Support Additional Constraints for IRIS-ZO

[cohnt]

The IRIS-NP algorithm (implemented as IrisInConfigurationSpace in Drake) allows the user to specify additional constraints for the generated region to satisfy via the prog_with_additional_constraints field of IrisOptions. It would be great if IRIS-ZO could support this as well. I think the main design question is whether there should be a subclass of CollisionChecker that supports additional constraints, or if they should be specified via a field in IrisZoOptions.
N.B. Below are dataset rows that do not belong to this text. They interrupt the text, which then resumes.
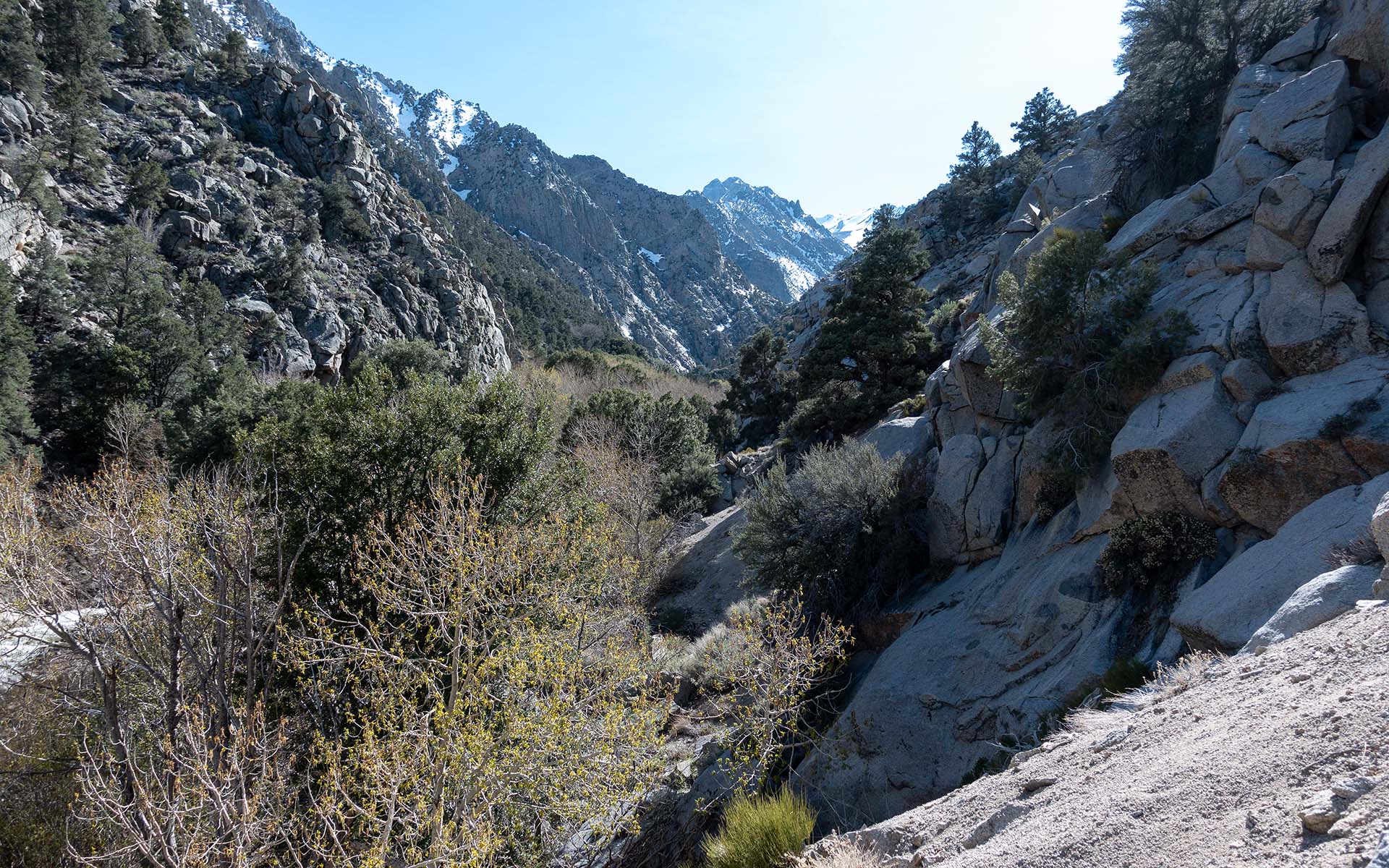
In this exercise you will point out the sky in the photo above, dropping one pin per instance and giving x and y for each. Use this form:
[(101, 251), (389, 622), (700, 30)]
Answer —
[(842, 104)]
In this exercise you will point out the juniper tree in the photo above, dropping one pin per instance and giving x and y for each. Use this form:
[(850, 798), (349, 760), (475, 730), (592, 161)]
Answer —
[(1181, 57), (20, 67), (874, 346), (174, 21), (17, 428), (974, 163), (142, 38), (149, 182), (1046, 122), (232, 59), (77, 39)]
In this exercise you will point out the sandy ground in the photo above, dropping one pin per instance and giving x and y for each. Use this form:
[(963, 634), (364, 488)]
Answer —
[(1212, 771)]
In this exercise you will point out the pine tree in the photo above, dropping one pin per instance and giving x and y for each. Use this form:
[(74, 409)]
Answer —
[(142, 41), (149, 184), (46, 307), (77, 39), (1046, 122), (232, 59), (17, 428), (974, 164), (875, 347), (20, 67), (178, 33), (762, 392)]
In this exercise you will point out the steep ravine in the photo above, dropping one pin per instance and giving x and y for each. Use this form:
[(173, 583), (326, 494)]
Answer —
[(1273, 425)]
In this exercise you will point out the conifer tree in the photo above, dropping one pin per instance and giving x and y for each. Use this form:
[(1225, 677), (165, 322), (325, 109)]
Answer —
[(178, 33), (874, 349), (143, 39), (762, 392), (149, 184), (232, 59), (17, 428), (46, 307), (974, 164), (77, 39), (20, 67), (1046, 122)]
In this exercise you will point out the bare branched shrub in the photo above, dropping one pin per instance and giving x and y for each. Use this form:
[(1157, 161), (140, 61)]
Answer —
[(770, 668), (621, 471), (501, 694), (152, 596)]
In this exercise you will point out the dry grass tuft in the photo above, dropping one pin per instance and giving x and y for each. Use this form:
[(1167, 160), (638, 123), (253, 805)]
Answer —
[(841, 853), (1165, 682)]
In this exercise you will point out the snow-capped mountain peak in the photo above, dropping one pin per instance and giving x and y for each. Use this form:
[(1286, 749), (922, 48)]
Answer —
[(848, 228), (780, 247)]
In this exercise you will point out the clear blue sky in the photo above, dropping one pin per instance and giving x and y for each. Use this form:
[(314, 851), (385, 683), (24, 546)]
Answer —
[(839, 103)]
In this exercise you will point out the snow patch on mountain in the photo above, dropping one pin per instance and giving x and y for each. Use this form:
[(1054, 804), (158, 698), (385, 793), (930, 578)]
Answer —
[(849, 228), (780, 247)]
cc @AlexandreAmice @wernerpe

[cohnt]

@sherm1 I'm happy to handle this, but could use some advice on which approach to take for the implementation. Who's responsible for CollisionChecker? (Maybe they could have some insight into whether it's acceptable to make a new subclass.)

[sherm1]

Looks like @calderpg-tri and @SeanCurtis-TRI could advise on CollisionChecker.

[calderpg-tri]

On a fundamental basis, I think CollisionChecker is the wrong place to put this. Inside TRI we use an additional interface, PlanningSpace, to combine collision checking (generally via an owned CollisionChecker) with additional constraints (joint limits, stability, etc) for planning purposes.*

* I do intend to make much of our internal planning tools public in planning/sampling_based/dev soon, probably within the next month, but I don't think the specific API of PlanningSpace (versus the role it serves) is that important here.

[calderpg-tri]

To elaborate a bit more - the CollisionChecker API right now is tricky enough to implement consistently and performantly against a range of underlying collision-checking methods. For example, adding additional behavior to CalcRobotClearance to support arbitrary constraints would, I think, be basically impossible to do in any principled way.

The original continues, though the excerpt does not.